The Newmark Structural Engineering Laboratory (NSEL) of the Department of Civil and Environmental Engineering has a long history of excellence in large-scale, experimental structural research and over the years has contributed greatly to the state-of-the-art in civil engineering. The structural testing section of the laboratory is a versatile area with a three-story clear height that can be used to carry out a wide range of tests of building materials, components, structural assembles, and models. Included in the testing area is a twenty-eight foot tall, L-shaped reaction wall and multi-axial loading units for seismic related experimental research. Selected research from the NSEL is published in the NSEL Report Series on IDEALS.

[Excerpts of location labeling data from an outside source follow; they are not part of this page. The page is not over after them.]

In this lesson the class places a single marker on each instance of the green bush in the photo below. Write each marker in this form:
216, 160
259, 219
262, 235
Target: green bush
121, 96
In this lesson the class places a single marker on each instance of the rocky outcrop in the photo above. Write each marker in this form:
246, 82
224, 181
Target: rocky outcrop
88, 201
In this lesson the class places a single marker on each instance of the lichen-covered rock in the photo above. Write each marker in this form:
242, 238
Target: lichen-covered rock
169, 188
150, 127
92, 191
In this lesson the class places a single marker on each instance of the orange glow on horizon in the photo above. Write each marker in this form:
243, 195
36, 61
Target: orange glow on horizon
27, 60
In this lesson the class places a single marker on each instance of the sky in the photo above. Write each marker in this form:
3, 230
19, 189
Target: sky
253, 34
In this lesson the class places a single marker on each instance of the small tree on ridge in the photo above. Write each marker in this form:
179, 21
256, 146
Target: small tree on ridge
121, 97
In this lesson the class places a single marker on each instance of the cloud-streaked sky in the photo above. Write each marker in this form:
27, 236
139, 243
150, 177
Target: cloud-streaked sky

The mission of the MAE Center is to develop through research, and to disseminate through education and outreach, new integrated approaches necessary to minimize the consequences of future natural and human-made hazards. Integrated interdisciplinary research synthesizing damage across regions, estimating vulnerability across regional and national networks, and identifying different hazards forms the core research activities needed to develop a Multi-hazard Approach to Engineering and to support stakeholder and societal interests in risk assessment and mitigation.
The Transportation Infrastructure Precast Innovation Center (TRANS-IPIC) is a Tier 1 University Transportation Center (UTC) that works towards advancing the durability and extending the life of transportation infrastructure through advancing the technologies adopted in precast concrete (PC) systems. Since a quite large sector of transportation infrastructure is built or repaired using PC, deploying new PC technologies will impact the durability of multiple modes of transportation. The University of Illinois led center is a consortium of five universities focusing on the following three key research areas: A) Application of New Materials and Technologies, B) Construction Methodologies and Management, and C) Condition Monitoring and Remote Sensing. TRANS-IPIC’s mission is to leverage research innovation and strong industry support to foster research and education that focus on utilizing PC and its related technologies as an economic approach for providing a quick boost for the durability, safety, and climate-adaptability of various modes of transportation in the U.S.